Adam James
Adam James

Reputation: 4191

Can you sort and search on same field with Hibernate/Lucene?

I have the following annotated class that I am trying to sort the results from a lucene/hibernate search query. I finally have the query working properly but it seems that when I implement the necessary annotations (seen on jobStatus) to sort that column, it makes it impossible to then search that column. I am basing this off the instructions I found here on google.
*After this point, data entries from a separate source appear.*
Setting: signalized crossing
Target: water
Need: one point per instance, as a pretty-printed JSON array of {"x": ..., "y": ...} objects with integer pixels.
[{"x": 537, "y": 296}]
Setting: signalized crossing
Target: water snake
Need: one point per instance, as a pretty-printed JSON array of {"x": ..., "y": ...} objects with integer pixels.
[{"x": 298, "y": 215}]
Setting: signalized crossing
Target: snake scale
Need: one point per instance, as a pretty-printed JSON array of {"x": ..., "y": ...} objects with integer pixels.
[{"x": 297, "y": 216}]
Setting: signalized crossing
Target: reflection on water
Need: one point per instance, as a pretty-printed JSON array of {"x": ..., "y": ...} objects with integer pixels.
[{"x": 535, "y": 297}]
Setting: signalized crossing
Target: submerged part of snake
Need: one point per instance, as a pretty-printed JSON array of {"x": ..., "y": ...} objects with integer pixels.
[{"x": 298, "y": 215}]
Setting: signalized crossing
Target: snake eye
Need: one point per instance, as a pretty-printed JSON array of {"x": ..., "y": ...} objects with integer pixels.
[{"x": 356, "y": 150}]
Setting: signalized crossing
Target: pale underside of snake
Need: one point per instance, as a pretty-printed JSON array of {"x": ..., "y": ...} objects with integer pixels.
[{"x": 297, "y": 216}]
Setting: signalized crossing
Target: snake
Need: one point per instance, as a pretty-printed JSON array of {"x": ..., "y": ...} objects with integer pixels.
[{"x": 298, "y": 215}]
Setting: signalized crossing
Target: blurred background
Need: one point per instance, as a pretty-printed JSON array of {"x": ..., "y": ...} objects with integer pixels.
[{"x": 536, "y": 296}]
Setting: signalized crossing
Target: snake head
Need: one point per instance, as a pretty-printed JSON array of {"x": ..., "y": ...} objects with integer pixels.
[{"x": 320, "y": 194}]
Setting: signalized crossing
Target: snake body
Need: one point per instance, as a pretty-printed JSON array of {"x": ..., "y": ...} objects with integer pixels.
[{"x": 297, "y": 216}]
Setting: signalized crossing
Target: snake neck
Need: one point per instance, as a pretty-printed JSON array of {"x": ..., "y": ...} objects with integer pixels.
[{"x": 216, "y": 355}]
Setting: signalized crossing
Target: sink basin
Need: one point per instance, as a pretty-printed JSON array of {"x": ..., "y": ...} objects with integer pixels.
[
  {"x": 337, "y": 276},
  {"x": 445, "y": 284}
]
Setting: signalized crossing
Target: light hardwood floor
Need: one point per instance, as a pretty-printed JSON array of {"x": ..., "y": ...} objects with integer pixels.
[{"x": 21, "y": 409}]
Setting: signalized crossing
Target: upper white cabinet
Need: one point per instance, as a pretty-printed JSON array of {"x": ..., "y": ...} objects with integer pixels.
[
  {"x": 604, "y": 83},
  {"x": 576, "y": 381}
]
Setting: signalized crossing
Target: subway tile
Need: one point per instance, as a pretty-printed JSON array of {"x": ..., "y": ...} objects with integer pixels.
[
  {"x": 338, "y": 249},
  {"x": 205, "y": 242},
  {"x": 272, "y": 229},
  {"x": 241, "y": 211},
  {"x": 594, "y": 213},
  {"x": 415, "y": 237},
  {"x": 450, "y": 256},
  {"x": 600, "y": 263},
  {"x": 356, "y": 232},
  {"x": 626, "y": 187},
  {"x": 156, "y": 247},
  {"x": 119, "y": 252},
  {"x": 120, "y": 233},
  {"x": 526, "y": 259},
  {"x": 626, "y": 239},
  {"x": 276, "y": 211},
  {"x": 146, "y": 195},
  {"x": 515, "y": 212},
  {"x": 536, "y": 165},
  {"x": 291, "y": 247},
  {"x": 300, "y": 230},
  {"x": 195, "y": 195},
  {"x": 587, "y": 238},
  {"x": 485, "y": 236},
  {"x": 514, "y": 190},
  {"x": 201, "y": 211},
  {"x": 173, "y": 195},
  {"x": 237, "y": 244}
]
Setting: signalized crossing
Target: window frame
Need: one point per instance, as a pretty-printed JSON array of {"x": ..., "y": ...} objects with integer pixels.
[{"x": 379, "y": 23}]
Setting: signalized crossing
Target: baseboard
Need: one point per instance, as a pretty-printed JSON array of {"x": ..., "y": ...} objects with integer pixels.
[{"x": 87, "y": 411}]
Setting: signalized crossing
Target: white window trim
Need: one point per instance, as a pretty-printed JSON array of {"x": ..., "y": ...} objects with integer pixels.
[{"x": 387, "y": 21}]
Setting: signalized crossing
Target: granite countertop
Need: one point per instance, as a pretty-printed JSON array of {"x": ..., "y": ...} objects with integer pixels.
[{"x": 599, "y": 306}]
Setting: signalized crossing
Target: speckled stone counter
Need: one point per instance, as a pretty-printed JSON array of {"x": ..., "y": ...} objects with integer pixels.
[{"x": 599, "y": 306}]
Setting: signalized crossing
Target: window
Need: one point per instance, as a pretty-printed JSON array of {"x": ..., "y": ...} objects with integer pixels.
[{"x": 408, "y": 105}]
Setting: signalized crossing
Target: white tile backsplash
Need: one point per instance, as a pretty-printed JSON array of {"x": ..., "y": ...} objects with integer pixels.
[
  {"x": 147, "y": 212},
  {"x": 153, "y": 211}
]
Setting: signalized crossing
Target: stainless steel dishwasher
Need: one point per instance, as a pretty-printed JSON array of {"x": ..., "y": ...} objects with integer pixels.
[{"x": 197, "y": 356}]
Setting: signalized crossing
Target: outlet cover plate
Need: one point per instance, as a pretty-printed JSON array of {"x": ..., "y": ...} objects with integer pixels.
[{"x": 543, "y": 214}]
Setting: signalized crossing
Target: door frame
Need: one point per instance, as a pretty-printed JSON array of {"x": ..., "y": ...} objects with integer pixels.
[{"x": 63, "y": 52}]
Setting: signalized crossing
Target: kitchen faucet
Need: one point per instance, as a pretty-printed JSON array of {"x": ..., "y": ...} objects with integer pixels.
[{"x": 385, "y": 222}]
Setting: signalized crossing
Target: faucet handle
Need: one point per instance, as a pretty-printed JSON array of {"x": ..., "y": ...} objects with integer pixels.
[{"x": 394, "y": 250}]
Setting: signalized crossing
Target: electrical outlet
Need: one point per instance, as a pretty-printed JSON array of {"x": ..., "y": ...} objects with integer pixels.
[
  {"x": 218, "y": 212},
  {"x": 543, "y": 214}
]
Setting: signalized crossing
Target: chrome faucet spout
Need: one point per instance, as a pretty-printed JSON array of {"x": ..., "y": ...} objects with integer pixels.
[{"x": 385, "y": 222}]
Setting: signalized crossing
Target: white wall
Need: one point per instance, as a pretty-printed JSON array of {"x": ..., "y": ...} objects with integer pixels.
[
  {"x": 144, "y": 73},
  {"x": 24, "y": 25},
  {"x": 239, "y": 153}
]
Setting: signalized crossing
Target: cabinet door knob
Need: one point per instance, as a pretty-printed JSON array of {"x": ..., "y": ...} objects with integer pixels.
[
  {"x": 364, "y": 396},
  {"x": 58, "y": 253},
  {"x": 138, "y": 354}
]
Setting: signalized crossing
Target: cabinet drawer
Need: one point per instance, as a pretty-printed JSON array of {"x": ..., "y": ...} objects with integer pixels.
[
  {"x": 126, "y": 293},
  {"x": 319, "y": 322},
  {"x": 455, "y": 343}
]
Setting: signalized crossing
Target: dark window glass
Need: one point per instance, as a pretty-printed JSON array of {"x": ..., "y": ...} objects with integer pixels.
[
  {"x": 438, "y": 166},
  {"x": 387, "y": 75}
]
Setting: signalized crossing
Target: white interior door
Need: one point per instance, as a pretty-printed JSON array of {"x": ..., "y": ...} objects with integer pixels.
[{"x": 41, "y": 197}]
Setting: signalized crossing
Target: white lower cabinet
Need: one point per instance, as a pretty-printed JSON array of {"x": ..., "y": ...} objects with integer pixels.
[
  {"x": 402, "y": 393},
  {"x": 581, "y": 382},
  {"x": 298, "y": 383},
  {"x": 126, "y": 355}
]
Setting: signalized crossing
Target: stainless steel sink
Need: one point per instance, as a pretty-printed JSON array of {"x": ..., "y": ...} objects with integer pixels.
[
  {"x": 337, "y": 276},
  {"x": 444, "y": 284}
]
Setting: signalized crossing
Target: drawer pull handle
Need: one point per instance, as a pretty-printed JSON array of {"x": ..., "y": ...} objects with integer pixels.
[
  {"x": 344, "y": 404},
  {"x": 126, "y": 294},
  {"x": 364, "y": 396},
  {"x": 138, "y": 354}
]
I have been having issues figuring this whole hibernate search and sort thing out, now that I finally figured out how to sort and search all I need is to be able to do them together.

@Entity
@Table(name="jobReq")
@Indexed
public class JobReq {

@Id
@DocumentId
@GeneratedValue(strategy=GenerationType.IDENTITY)
private Integer id;

@Field(index = Index.YES)
@Column(name="jobId", nullable=false, unique=true)
private String jobId;

@Field(index = Index.YES)
@Column(name="jobTitle", nullable=false)
private String jobTitle;

@Field(index = Index.YES)
@Column(name="jobContract", nullable=false)
private String contract;

@Field(index = Index.YES)
@Column(name="jobProject", nullable=true)
private String project;

@Field(index = Index.YES)
@Column(name="jobLaborCategory", nullable=false)
private String laborCategory;

@Field(index = Index.YES)
@Column(name="jobSummary", nullable=false)
private String summary;

@Field(index = Index.YES)
@Column(name="jobDescription", nullable=false)
private String jobDescription;

@Fields({@Field, @Field(analyze  = Analyze.NO, name = "jobStatus")})
@Column(name="jobStatus", nullable=false)
private String status;

@Field(index = Index.YES)
@Column(name="TTONumber", nullable=false)
private String TTONumber;

@Field(index = Index.YES)
@Column(name="jobPostedDate", nullable=false)
@Type(type="date")
private Date postedDate;

And a snippet from the search function

Field[] allFields = this.type.getDeclaredFields();
SortField field =new SortField(sortColumn, SortField.STRING, reverseSort);
Sort sort = new Sort(field);
hibQuery = fullTextSession.createFullTextQuery(bq, this.type).setSort(sort);
results = hibQuery.list();

Upvotes: 4

Views: 4774

Answers (3)

Ujjwal Pathak
Ujjwal Pathak

Reputation: 686

Hibernate search documentation provides a solution to this problem similar to Adam's solution.

https://docs.jboss.org/hibernate/search/5.11/reference/en-US/html_single/#fields-annotation

Basically use two @Field annotation to index a field twice once with Analyze.NO for sorting and once with Analyze.YES for searching.

@Entity
@Indexed(index = "Book")
public class Book {

    @Field
    @Field(name = "summary_forSort", analyze = Analyze.NO, store = Store.YES)
    @SortableField(forField = "summary_forSort")
    public String getSummary() {
        return summary;
    }

    // ...
}

analyze: determines whether the property is analyzed (Analyze.YES) or not (Analyze.NO). The default value is Analyze.YES.

Tip
Whether or not you want to analyze a property depends on whether you wish to search the element as is, or by the words it contains. It make sense to analyze a text field, but probably not a date field.

Tip
Fields used for sorting or faceting must not be analyzed.

Upvotes: 5

Adam James
Adam James

Reputation: 4191

Turns out you cannot sort and search on the same field, that article from the hibernate book was a tad misleading. So as for a fix I found a solution on the hibernate forums in that you create a 'shadow' column that is a duplicate, one is annotated for searching while the other is annotated for sorting.

It took me a while to find this solution mostly because the answer seems a bit 'hack-y' though fairly straight forward and simple, duplicating data has always been a no-no in my training. But then again I guess you learn something new everyday.

Upvotes: 3

Jason C
Jason C

Reputation: 40336

Two things:

  1. Creating indexes on every column may hurt performance down the line, as index updates are not free. It can also use an unnecessary amount of extra storage space. Of course, if this isn't actually a bottleneck for you, it doesn't matter.

  2. You can sort with Hibernate Criteria, e.g.:

    Criteria c = session.createCriteria(MyObject.class).addOrder(Order.desc(sortColumn));
    Query q = session.createFullTextQuery(bq).setCriteriaQuery(c);
    

    The sort key columns do not need to be indexed.